No Norte, o grande nome do segmento é o Grupo Mateus, que tem colocado o pé no acelerador desde que abriu seu capital, em 2020. Hoje, o grupo possui 210 lojas. Mais da metade está no Maranhão, onde a rede foi fundada e detém 80% de participação no setor.
— Vamos entendendo as novas possibilidades de faturamento e onde é possível entrar com um determinado nível de competitividade. É um equilíbrio das contas e vamos preenchendo as rotas — afirma Sandro Oliveira, diretor executivo da companhia.
Outra "onda" de novas lojas de atacarejo está vindo com a venda dos pontos do Extra Hiper para o Assaí - a bandeira de atacarejo pertence ao francês Casino, mas foi desmembrada do Grupo Pão de Açúcar (GPA) no Brasil. O Assaí, que tem hoje 216 lojas, prevê abrir mais 50 unidades neste ano, número recorde.
Diretor regional do Assaí, Luiz Carlos Araújo afirma que o modelo tem sido bem recebido por toda a parcela da população. Agora, uma das estratégias é agregar mais serviços às unidades, como o de açougue.

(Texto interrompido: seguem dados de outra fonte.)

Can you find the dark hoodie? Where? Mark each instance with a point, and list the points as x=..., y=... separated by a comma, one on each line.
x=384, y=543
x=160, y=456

— O cliente já exige um padrão melhor, mas não podemos perder a essência, que é de ser de custo baixo — diz.
Já o GPA desistiu do formato de hipermercado.
— Passamos por profundas mudanças e tomamos importantes decisões para o futuro dos negócios do grupo. Iniciamos o ano com a cisão do negócio de atacarejo (Assaí) e finalizamos um ciclo com a descontinuidade do formato de hipermercados do grupo no Brasil, suportados por uma análise de médio e longo prazos das tendências do varejo — afirma o diretor de operações do GPA, Frederic Garcia.
Foi com a chegada de uma loja perto de casa que a advogada Maria Carolina Garcia mudou suas compras. Na região do Tatuapé, um Extra mudou para Assaí. Grávida no início da pandemia e trabalhando no setor da aviação, um dos mais afetados pela crise, buscou economia no atacarejo.
— O que também gosto é que temos a possibilidade de outras marcas não tão famosas, mas também boas — diz.